We humans evolved to pair information with location in order to catalogue the world around us. If we found a place on the lake that has good fishing, we remember the location. If we found a good patch of berries to eat, we remember the location. Our brains were hardwired to pair images and locations, and these same circuits still power our brains today – if you study photosynthesis in a classic novels section of the library which happens to have a statue of Mark Twain, your brain will catalogue photosynthesis along with that statue of Mark Twain, and when you answer questions about photosynthesis on the test, your brain will pull the Mark Twain cue to help you remember the rest. Cool, huh?

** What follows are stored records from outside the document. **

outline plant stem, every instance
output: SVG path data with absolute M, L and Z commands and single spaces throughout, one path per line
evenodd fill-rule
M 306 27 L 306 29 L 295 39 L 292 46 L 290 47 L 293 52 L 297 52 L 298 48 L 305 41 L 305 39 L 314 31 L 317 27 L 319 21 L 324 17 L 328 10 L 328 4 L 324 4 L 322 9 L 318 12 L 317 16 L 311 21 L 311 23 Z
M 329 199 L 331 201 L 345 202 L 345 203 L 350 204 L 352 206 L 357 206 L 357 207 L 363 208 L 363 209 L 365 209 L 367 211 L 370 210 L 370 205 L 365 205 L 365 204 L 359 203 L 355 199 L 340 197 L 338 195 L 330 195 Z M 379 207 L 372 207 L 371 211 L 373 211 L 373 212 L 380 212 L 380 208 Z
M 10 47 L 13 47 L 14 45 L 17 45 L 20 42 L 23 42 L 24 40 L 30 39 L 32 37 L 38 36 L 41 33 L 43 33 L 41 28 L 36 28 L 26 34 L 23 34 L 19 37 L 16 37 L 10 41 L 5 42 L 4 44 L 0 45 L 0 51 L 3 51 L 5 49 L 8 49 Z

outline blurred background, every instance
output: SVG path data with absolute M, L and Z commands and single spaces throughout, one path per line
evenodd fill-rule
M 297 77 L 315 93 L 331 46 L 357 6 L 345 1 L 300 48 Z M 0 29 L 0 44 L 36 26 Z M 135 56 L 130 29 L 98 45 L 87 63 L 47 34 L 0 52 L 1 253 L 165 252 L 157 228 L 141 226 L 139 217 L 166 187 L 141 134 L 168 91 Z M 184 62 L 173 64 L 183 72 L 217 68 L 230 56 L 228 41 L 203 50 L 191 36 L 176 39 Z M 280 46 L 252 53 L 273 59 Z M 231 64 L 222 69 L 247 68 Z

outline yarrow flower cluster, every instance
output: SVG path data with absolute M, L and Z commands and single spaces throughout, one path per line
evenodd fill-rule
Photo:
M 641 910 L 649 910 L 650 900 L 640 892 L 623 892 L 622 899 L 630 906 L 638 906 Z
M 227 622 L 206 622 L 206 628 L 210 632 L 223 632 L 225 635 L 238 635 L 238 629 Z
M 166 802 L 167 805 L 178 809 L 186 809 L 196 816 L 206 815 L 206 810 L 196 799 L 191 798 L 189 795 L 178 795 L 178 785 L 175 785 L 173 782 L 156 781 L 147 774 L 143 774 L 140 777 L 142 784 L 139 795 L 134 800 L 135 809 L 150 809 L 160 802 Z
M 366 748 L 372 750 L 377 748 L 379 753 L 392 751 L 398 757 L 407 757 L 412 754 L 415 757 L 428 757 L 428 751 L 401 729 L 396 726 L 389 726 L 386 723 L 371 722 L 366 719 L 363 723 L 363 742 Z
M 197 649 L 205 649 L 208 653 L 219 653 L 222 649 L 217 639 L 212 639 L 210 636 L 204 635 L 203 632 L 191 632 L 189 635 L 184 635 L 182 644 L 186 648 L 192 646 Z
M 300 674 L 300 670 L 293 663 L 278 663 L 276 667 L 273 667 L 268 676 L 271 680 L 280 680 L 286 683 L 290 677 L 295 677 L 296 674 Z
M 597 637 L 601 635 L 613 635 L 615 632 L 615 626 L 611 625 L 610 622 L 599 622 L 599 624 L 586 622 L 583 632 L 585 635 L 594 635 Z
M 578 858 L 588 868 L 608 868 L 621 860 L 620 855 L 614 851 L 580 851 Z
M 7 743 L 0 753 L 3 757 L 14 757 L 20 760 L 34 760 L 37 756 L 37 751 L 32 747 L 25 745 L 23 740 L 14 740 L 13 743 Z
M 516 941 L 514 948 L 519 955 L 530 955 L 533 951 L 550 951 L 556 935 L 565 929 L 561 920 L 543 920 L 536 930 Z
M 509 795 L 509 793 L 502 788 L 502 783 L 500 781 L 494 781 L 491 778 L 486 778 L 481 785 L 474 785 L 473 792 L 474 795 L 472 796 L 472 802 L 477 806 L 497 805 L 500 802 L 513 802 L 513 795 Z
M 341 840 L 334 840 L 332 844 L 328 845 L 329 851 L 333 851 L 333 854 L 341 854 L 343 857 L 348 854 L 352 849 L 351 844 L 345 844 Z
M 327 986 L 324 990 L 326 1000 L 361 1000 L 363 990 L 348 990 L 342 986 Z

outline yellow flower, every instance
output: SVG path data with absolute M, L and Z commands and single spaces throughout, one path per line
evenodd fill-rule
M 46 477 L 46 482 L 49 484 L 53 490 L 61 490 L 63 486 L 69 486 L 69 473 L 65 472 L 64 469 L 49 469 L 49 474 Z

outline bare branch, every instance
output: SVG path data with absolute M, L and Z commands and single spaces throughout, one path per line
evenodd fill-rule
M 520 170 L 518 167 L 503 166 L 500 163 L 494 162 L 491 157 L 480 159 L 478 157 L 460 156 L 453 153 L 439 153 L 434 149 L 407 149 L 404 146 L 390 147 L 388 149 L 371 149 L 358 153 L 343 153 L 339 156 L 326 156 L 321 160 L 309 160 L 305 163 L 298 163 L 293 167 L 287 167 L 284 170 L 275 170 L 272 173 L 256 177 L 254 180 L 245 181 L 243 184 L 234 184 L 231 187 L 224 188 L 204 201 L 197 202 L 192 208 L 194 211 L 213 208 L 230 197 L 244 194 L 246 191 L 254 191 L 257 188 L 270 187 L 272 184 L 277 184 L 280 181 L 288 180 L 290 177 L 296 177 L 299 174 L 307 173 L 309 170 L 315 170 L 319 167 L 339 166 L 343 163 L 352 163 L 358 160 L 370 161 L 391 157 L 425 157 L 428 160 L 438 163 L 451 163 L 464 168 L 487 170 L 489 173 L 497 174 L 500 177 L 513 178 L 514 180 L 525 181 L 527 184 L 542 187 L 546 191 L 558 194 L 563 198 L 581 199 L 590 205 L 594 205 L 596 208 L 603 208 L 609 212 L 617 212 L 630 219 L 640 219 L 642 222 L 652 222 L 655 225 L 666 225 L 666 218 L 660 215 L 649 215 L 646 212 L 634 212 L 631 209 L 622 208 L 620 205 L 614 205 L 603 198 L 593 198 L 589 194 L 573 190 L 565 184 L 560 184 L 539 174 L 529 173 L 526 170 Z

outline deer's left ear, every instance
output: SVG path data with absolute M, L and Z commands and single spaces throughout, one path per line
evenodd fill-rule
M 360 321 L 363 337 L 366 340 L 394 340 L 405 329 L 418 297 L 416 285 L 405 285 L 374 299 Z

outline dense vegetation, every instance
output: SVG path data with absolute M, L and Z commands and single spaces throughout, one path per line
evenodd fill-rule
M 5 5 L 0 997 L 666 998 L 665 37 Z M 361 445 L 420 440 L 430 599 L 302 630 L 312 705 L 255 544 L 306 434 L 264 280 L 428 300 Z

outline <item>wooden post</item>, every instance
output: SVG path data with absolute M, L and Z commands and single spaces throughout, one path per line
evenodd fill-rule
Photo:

So what exactly should you do when selecting locations? Here’s my advice:

1. Walk into a random building and look around until you find a suitable studying place.
Of course I’m referring primarily to college campuses here – don’t try to walk into the Pentagon and be like “Hey, what’s up, just looking for a new place to study.” But it could also be local libraries, coffee shops, or parks if the weather is nice. Of course, you have to balance looking for a new place with its suitability for studying. You don’t want to study in a place that has lots of distractions or loud noise or people, unless you have the ability to completely tune them out. Generally, a relatively quiet place with a white noise background is best. For me, complete silence doesn’t work well. However, as soon as you can start making out people’s conversations, or hear distinct words or lyrics from a radio or TV, they can become a distraction.

2. Choose places that have the most cues.
More cues will help your brain retain and retrieve information better. If you study at a big college library, most of the library is the same: stacks of similar looking books with similar study desks scattered throughout. Even though you might study in different places in the library, the memory cues are not very distinguishable. It is still better than studying in the same place, but the more variation in the environment – floorplan, art, sculptures, colors, desks, chairs – the more memory cues you will acquire.

3. If you have a limited number of places to study, then sit in different places and face different directions.
If you only have the option of studying in your room at home, at your dining room table, or in your living room, then rotate those three places, but sit in different places or face different directions in the room each time you study. Facing different directions gives you a different perspective on the room, and the cues will appear different because you’re observing them from different angles. A couch looks much different from the front than it does from the side. Remember, the more variation the better, so even changing where you sit in the room and the direction you face will help a little bit.

The location effect is more dramatic when taking exams in a place that you have never been before. Studies show that when a person takes a test in a place that is unfamiliar to them, the study location effect has a bigger impact than if they take the exam in a familiar location, like the classroom in which you attend lectures. It’s almost always the case that you take a standardized exam like the SAT, ACT, GRE, GMAT, MCAT, or LSAT in a testing center that you’re unfamiliar with, so make sure you vary your location when you’re studying for the exam in order to maximize your recall for the real thing.

Take-home message:
Mix up where you study! Pick places that are suitable for studying – reasonable level of noise and minimal distractions. More cues are better than fewer cues. If you are limited in where you can study, then vary where you sit in the room and the direction you face.


  1. Smith, S. M., Glenberg, A., & Bjork, R. A. (1978). Environmental context and human memory. Memory & Cognition, 6, 342–353.
  2. Smith, S. M., & Rothkopf, E. Z. (1984). Contextual enrichment and distribution of practice in the classroom. Cognition and Instruction, 1, 341–358.